Pozwoliłem sobie sprawdzić, że marka powstała 20 lat temu we Francji. Po drodze zrobiła kilkanaście kompozycji. Później wszystkie wycofała z produkcji i od lat ma w ofercie tylko jeden zapach – właśnie Neroli Blanc Intense. Jestem zaskoczony, że o tych perfumach było w Polsce tak cicho, bo są po prostu genialne.

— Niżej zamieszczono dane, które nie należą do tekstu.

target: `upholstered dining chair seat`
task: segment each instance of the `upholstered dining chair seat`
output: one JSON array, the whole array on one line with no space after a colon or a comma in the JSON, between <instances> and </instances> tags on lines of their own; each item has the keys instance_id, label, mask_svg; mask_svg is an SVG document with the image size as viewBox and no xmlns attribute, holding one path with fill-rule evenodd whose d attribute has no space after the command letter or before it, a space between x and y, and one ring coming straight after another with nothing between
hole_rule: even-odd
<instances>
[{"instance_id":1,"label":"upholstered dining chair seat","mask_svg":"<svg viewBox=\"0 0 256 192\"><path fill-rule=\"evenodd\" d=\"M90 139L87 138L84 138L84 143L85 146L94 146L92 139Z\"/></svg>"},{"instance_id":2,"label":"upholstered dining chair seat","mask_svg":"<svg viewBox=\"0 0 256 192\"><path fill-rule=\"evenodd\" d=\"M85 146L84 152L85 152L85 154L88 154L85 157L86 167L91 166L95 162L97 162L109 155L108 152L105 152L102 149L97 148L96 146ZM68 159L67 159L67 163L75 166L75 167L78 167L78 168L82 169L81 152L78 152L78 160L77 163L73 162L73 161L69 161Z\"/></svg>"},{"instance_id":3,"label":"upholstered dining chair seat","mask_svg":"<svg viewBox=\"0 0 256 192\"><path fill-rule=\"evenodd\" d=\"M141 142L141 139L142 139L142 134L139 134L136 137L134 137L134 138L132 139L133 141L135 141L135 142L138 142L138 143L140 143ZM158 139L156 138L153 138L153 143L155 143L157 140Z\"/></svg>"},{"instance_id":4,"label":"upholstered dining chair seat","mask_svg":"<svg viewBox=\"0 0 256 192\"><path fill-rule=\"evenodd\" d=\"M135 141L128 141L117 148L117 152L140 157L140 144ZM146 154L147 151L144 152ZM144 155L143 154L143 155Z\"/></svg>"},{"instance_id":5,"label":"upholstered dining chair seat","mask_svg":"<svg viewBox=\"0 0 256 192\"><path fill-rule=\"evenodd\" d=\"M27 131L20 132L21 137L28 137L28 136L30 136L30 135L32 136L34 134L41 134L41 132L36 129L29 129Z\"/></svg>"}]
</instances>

Kampania perfum Neroli Blanc Intense

Neroli Blanc Intense perfumy niszowe

Wszystkie zdjęcia i informacje oficjalne pochodzą ze strony aupaysdelafleurdoranger.com

Najważniejsze cechy:

charakter: kwiatowy gourmand

+ szalenie piękny, szalenie erotyczny, szalenie dobrze skomponowany zapach z kwiatem pomarańczy

+ aż chce się wąchać osobę, która nimi pachnie

+ wysokiej jakości składniki naturalne połączone z idealnie dobranymi molekułami

+ ciekawa gra na każdym z etapów, nawet po wielu godzinach

Charakterystyka:

Nuty: neroli, wanilia, drewno cedrowe, piżmo, bergamotka, mandarynka, białe kwiaty

Rok premiery: 2005 (w Polsce 2024)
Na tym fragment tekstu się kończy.